Plus, the fluoride that lingers in your mouth after brushing will help maintain saliva production overnight, protecting your tooth enamel from the corrosive effects of any remaining acid. (Just one more reason we—and the American Dental Association—recommend using fluoride toothpaste!)
Similarly, night is also the best time of day to floss, to ensure no food particles or food debris stay stuck between your teeth overnight.
In the morning—unless you’re a midnight snacker (which, fair)—your teeth are still pretty clean, since they haven’t really been used. Brushing in the morning is an important part of a good dental care routine, but it’s mostly about clearing away bad breath and getting rid of any plaque you missed the night before.
(Bonus tip: if you opt for breakfast foods and drinks that are particularly acidic—think, citrus or orange juice, tomatoes, coffee, etc—avoid brushing for at least 30 minutes afterwards. The bristles in your toothbrush can actually spread the acid from these foods over your teeth, weakening your tooth enamel.)
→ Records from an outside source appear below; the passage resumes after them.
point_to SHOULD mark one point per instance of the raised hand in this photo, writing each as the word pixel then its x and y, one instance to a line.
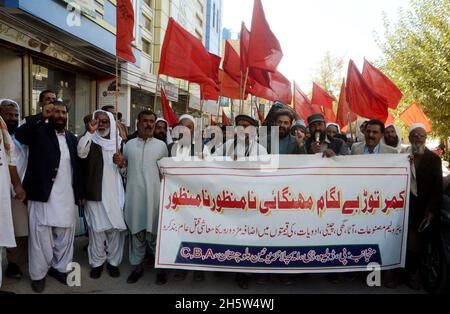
pixel 93 126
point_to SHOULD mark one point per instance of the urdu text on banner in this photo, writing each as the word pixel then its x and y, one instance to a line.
pixel 310 215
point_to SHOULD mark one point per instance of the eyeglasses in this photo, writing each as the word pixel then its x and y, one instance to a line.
pixel 419 136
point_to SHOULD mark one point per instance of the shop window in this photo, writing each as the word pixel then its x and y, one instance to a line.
pixel 72 88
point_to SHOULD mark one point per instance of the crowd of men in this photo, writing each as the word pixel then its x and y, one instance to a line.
pixel 46 173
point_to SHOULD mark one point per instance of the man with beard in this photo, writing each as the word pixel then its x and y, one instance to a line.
pixel 393 137
pixel 105 195
pixel 288 143
pixel 425 200
pixel 372 144
pixel 320 142
pixel 333 129
pixel 139 164
pixel 185 146
pixel 46 100
pixel 9 111
pixel 162 131
pixel 53 185
pixel 8 176
pixel 245 143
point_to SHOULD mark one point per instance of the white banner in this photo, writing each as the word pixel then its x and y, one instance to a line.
pixel 309 215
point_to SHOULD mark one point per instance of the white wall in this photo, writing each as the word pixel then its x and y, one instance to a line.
pixel 11 76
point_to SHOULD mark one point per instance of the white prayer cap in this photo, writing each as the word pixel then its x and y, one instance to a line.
pixel 188 117
pixel 336 125
pixel 416 126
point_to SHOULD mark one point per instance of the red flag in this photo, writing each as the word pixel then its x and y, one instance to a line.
pixel 281 87
pixel 322 98
pixel 225 120
pixel 229 87
pixel 302 105
pixel 255 76
pixel 382 85
pixel 264 50
pixel 361 99
pixel 414 114
pixel 244 44
pixel 183 56
pixel 208 91
pixel 329 114
pixel 260 114
pixel 344 109
pixel 232 62
pixel 168 113
pixel 390 120
pixel 124 30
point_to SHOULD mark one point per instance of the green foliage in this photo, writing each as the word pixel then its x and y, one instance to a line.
pixel 330 73
pixel 417 57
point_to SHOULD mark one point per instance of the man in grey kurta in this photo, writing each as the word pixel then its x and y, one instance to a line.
pixel 139 165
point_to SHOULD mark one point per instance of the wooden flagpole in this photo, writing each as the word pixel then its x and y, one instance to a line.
pixel 156 93
pixel 350 124
pixel 244 90
pixel 240 92
pixel 116 107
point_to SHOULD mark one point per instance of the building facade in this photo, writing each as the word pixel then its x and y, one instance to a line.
pixel 52 44
pixel 214 27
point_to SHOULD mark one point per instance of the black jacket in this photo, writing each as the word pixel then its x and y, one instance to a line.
pixel 43 159
pixel 429 186
pixel 92 169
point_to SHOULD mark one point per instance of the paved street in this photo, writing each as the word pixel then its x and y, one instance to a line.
pixel 223 284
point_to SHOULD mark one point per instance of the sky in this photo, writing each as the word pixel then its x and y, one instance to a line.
pixel 307 29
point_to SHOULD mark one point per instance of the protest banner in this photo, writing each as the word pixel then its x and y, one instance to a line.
pixel 311 215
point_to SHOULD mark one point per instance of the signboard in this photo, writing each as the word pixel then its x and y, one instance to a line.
pixel 299 214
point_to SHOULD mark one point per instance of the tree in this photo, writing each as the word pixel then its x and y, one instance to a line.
pixel 330 73
pixel 417 57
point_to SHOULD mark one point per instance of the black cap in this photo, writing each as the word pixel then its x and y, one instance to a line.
pixel 249 119
pixel 316 118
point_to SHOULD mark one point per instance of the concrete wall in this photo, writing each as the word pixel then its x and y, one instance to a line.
pixel 11 82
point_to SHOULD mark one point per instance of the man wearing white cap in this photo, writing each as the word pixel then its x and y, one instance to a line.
pixel 425 199
pixel 139 164
pixel 105 195
pixel 372 144
pixel 393 137
pixel 184 147
pixel 6 168
pixel 10 112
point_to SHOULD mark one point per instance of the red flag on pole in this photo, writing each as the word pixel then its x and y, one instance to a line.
pixel 390 120
pixel 232 62
pixel 329 114
pixel 382 85
pixel 244 43
pixel 362 100
pixel 124 30
pixel 225 120
pixel 229 87
pixel 259 76
pixel 264 50
pixel 208 91
pixel 281 87
pixel 344 109
pixel 302 105
pixel 168 113
pixel 414 114
pixel 260 115
pixel 322 98
pixel 183 56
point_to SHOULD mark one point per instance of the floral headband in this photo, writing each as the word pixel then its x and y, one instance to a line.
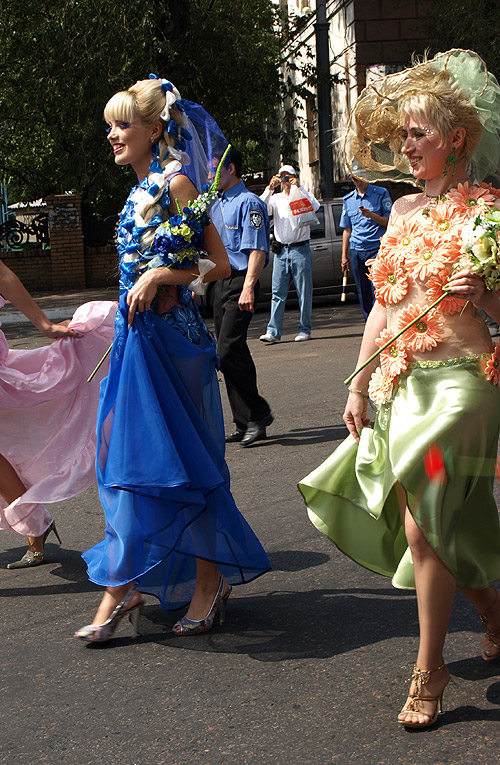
pixel 179 132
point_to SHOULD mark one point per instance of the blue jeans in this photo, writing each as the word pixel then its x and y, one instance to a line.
pixel 364 287
pixel 293 262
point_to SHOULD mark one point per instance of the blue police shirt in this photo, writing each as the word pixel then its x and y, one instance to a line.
pixel 365 233
pixel 246 225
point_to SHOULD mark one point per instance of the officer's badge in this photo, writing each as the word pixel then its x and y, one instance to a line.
pixel 256 218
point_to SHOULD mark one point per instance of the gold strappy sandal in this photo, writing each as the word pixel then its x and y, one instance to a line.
pixel 491 655
pixel 420 677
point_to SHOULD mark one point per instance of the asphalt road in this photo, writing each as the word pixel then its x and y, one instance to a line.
pixel 311 666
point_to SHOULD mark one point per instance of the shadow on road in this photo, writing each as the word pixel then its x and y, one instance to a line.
pixel 304 436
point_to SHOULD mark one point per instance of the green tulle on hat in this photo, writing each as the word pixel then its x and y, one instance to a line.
pixel 373 141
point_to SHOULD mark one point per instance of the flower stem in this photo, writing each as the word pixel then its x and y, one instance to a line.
pixel 89 379
pixel 215 184
pixel 392 339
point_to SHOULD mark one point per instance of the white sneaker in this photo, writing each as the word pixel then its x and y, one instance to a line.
pixel 269 338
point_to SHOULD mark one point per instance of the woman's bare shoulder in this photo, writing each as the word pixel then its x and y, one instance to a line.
pixel 406 207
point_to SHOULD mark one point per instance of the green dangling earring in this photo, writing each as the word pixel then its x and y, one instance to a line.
pixel 450 167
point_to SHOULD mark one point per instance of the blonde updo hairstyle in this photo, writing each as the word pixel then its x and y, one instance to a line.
pixel 441 102
pixel 146 101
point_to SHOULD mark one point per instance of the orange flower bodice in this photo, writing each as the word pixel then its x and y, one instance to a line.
pixel 417 255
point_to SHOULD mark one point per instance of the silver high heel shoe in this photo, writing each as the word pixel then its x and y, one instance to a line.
pixel 31 558
pixel 100 633
pixel 186 626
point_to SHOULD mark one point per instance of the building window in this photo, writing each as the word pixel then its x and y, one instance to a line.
pixel 312 130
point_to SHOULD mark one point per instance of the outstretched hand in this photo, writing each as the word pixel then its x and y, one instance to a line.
pixel 142 294
pixel 355 416
pixel 56 331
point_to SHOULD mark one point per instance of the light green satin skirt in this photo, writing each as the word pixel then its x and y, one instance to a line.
pixel 351 497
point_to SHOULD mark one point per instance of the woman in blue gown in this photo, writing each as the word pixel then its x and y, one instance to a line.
pixel 172 527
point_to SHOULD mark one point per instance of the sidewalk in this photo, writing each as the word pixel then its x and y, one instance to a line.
pixel 58 306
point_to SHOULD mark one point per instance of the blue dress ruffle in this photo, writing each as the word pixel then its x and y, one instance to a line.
pixel 163 481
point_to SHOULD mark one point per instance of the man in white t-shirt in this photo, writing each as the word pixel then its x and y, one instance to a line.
pixel 294 259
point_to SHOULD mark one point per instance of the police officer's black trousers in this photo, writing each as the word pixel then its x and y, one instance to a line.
pixel 236 363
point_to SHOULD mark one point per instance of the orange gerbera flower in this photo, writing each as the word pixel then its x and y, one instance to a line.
pixel 492 369
pixel 379 387
pixel 446 219
pixel 489 187
pixel 398 240
pixel 468 197
pixel 431 254
pixel 423 335
pixel 450 304
pixel 389 279
pixel 394 359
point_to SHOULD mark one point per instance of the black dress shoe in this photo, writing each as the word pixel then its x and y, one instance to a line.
pixel 256 431
pixel 236 435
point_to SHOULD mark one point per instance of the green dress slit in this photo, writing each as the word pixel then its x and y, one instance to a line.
pixel 351 497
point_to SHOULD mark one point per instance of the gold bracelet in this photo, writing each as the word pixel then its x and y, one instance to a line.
pixel 361 393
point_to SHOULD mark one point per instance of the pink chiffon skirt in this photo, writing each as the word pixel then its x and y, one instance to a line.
pixel 48 415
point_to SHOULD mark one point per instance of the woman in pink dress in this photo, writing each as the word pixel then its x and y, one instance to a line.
pixel 47 414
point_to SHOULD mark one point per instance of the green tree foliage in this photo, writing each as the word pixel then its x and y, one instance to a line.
pixel 63 59
pixel 462 24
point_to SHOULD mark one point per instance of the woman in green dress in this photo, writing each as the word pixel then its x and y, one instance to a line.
pixel 411 498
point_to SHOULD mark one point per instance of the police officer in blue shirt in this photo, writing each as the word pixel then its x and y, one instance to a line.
pixel 246 236
pixel 365 214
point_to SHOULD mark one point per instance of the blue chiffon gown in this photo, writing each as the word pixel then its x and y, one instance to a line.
pixel 163 481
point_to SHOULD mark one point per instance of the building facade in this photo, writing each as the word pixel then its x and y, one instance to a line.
pixel 356 42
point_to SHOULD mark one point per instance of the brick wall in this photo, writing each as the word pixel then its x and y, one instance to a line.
pixel 101 266
pixel 66 241
pixel 67 264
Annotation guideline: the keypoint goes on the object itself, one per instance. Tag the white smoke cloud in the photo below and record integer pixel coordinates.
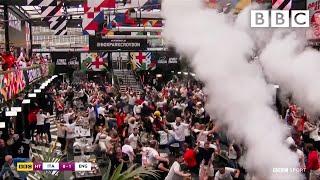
(286, 62)
(239, 94)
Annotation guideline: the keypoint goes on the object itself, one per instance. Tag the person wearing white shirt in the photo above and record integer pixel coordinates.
(178, 135)
(150, 156)
(103, 139)
(132, 99)
(300, 155)
(226, 173)
(40, 125)
(175, 172)
(70, 128)
(127, 149)
(134, 139)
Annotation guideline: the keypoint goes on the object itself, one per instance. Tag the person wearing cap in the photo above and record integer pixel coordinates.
(175, 172)
(178, 135)
(226, 173)
(300, 154)
(313, 162)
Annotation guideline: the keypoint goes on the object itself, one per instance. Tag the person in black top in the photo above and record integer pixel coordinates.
(163, 168)
(4, 150)
(204, 153)
(47, 128)
(20, 148)
(101, 121)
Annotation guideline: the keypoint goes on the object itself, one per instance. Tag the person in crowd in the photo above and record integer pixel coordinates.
(134, 139)
(9, 169)
(62, 135)
(138, 128)
(70, 129)
(226, 173)
(127, 149)
(40, 126)
(175, 170)
(150, 156)
(4, 150)
(47, 128)
(103, 139)
(178, 135)
(312, 162)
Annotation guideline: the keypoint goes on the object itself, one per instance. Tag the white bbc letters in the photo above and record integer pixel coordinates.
(259, 18)
(300, 18)
(280, 18)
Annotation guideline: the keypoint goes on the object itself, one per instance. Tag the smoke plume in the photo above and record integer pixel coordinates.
(239, 95)
(286, 62)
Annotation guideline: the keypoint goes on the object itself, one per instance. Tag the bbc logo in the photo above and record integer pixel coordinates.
(280, 18)
(82, 166)
(25, 166)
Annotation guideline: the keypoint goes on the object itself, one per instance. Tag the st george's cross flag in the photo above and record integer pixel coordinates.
(142, 61)
(94, 14)
(94, 61)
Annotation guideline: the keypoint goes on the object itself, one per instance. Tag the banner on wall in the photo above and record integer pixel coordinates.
(314, 11)
(66, 62)
(142, 61)
(100, 43)
(44, 69)
(11, 84)
(94, 61)
(32, 75)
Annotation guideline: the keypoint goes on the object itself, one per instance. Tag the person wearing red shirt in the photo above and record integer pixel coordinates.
(189, 157)
(313, 162)
(32, 119)
(120, 117)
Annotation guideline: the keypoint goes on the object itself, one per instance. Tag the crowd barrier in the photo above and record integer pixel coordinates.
(14, 81)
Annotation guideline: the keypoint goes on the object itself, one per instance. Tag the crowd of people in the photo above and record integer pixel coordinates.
(168, 130)
(22, 61)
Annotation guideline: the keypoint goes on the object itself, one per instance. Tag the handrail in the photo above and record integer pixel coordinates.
(27, 68)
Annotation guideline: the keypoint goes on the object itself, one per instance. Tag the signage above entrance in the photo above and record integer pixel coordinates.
(100, 43)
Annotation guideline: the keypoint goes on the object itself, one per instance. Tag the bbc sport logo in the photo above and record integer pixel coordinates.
(280, 18)
(25, 166)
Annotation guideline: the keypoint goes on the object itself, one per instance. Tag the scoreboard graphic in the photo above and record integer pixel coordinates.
(46, 166)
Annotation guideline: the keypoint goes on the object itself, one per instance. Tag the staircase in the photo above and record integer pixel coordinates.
(127, 79)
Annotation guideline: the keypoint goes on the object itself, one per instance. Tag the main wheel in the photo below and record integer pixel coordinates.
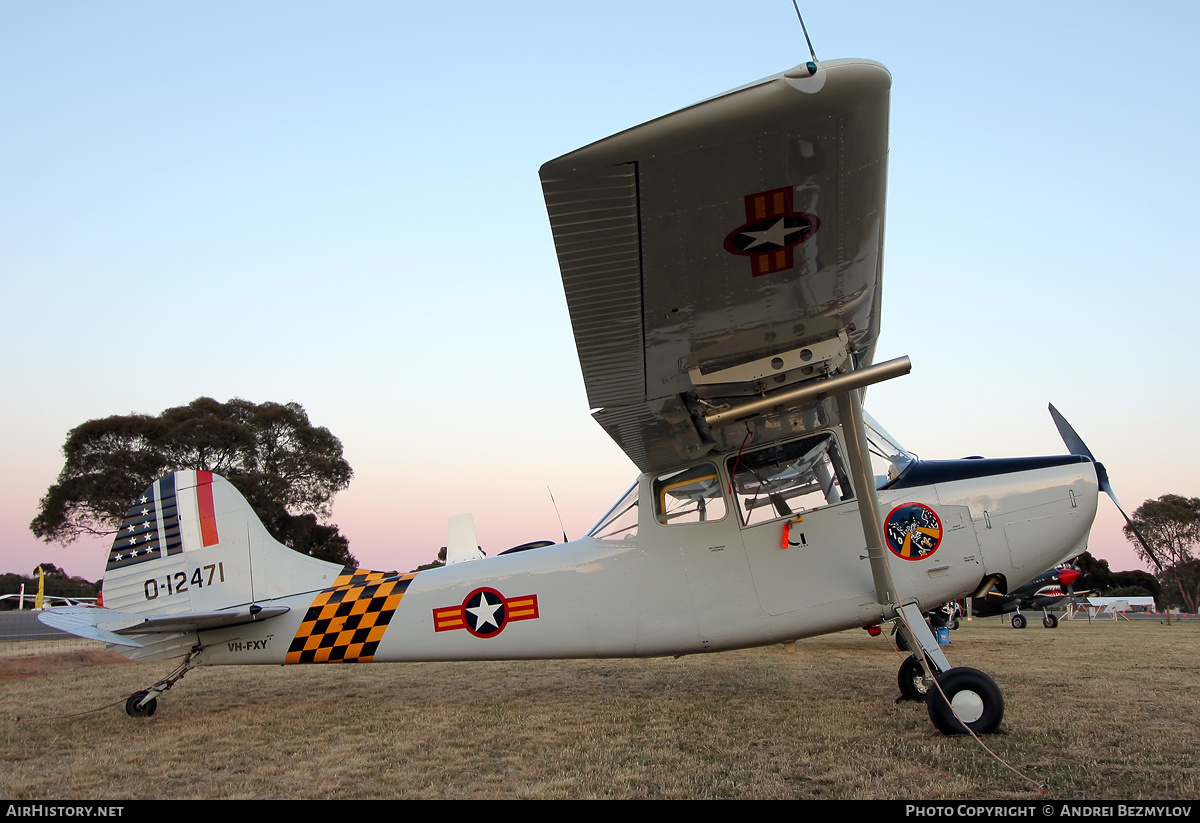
(911, 680)
(133, 710)
(973, 697)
Still, all that said, Dr. Schlenoff definitely does not recommend skipping your morning brush. Long-term it will affect your oral health, and short-term people may “stand a little further away from you.” (Let’s be real: fresh breath > morning breath.) But let’s say you’re a parent negotiating with a particularly brushing-averse kid: if you have to give up something at the bargaining table (just once), now you know what to do.